“I know. But you’re also strong.” I hear her voice waver before she clears it. “And I believe you’ll do what’s right for you, Ave,andLance because of that strength. You’re not the type of person to put yourself before anyone else—and sometimes that’s impossible to watch, but you know what you want and need to do here. I know you do.”
I suck in a breath, letting it out on a shaky exhale. “What if I fall?”
“We won’t let you fall.”
I slump forward in my seat, everything I’ve buried deep inside since Lance was released hitting me all at once.
“Do whatever it is you need to do,” she tells me. “And know that I’ll be doing the same. I won’t let you lose yourself again. I promise.”
I drop my head back to the rest, my face wet with my now silent tears. I want to speak, want to say thank you, to tell her no, and that she’s wrong.
But I can’t.
I can’t because I can hardly breathe.
“I’m here,” she whispers. “I’m right here, Scar.”
NINE
Scarlet
When I was a child, my brother would sneak out of his room and come into mine. It didn’t happen often, but when it did, he’d tell me it was because he knew I was afraid of the dark, and he didn’t want me to be alone. He did that until he was ten.
He wasn’t always the hard-ass he grew up to be.
I smile from the doorway to Waverley’s room, the shadow at my back looming. “Do you think they’ll always be this inseparable?” I whisper to Mason.
Waverley isn’t in her bed. She’s curled up in her secret nook, the stable-like doors thrown open wide and her night lights set in a deep purple hue. Ellis is flat out at her side.
Mason doesn’t reply, presumably watching them sleep with the same warmth and contentment in his chest as I hold in mine.
Or maybe he’s thinking about those nights when we were kids, too.
“Is it a stupid idea?” I ask, not bothering to turn toward him. He knows I’m talking about Lance staying here.
“It’s not stupid,” he mutters straight back, as if annoyed I’ve even considered it might be.
We stand in silence for a while simply watching Waverley and Ellis sleep.
“You’re going to have to put yourself first one day, Scar.”
My face turns hard as walls form around me just as quickly as they fall.

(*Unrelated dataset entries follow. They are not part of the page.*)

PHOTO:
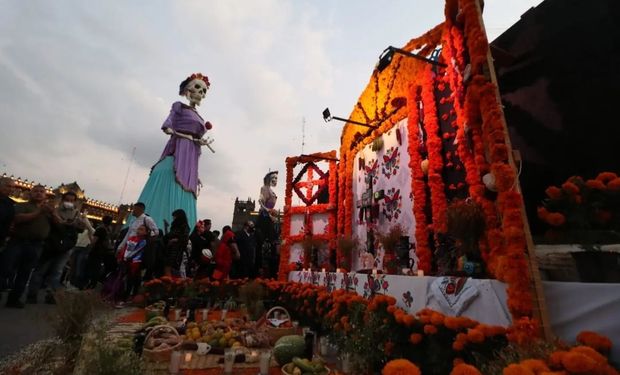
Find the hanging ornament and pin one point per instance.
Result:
(489, 181)
(424, 166)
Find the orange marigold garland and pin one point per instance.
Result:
(435, 159)
(418, 183)
(503, 251)
(400, 367)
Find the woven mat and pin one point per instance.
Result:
(136, 315)
(199, 362)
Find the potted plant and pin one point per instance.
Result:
(466, 224)
(390, 241)
(311, 247)
(346, 245)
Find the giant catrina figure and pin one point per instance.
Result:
(173, 183)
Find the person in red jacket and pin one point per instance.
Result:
(130, 260)
(226, 252)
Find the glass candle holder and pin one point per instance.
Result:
(229, 360)
(264, 362)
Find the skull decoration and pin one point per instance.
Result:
(195, 91)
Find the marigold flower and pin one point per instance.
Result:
(614, 184)
(400, 367)
(465, 369)
(515, 369)
(596, 184)
(415, 338)
(458, 346)
(437, 319)
(554, 192)
(430, 329)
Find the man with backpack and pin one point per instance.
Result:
(140, 219)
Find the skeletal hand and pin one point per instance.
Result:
(206, 141)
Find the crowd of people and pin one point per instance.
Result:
(46, 247)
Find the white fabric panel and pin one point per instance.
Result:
(297, 224)
(576, 307)
(572, 307)
(413, 293)
(319, 223)
(296, 252)
(390, 168)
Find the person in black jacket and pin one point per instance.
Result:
(176, 242)
(7, 208)
(202, 249)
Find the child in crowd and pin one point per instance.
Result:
(130, 260)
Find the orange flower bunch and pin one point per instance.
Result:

“You’ll regret it. I know I do. But putting up boundaries so that you can fix yourself, no matter how much you’ll hate yourself for it, it’s not wrong. It’s not as selfish as you think it is. And if anything, it makes the things you miss—the things I’m lucky enough to have now—even better.”
“I already put myself first,” I say after a minute.
“When?”
I look over my shoulder at him. “I work, don’t I? I spend more time at the hospital some weeks than I do with Ave.”

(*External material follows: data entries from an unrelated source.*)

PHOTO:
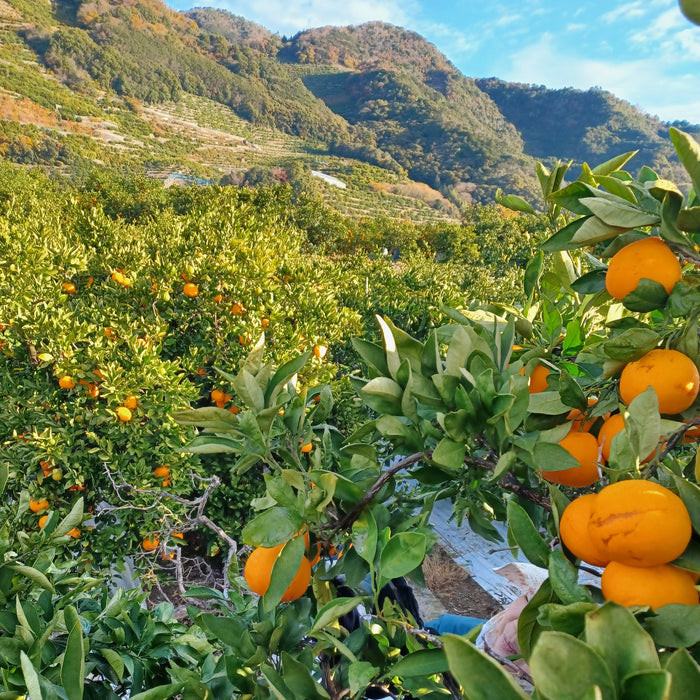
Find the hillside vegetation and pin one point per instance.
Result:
(91, 80)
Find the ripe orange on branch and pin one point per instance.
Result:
(190, 290)
(66, 382)
(655, 586)
(648, 258)
(573, 529)
(673, 376)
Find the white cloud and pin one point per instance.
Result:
(645, 81)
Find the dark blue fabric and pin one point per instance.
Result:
(454, 624)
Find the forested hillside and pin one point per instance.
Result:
(79, 77)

His head tilts to the side. “Maybe you’re owed a little more than that. A little more than you going off and saving people’s lives for a living.”
I cross my arms and look away again. “You’re being dramatic.”
He chuckles, and then I smile when his lips meet the crown of my head. “It’s not stupid.”
I take his word for it and step into the room, knowing it’s wrong to wake them but also knowing I can’t resist or put it off. I kneel at the edge of the nook, peering in at the two of them.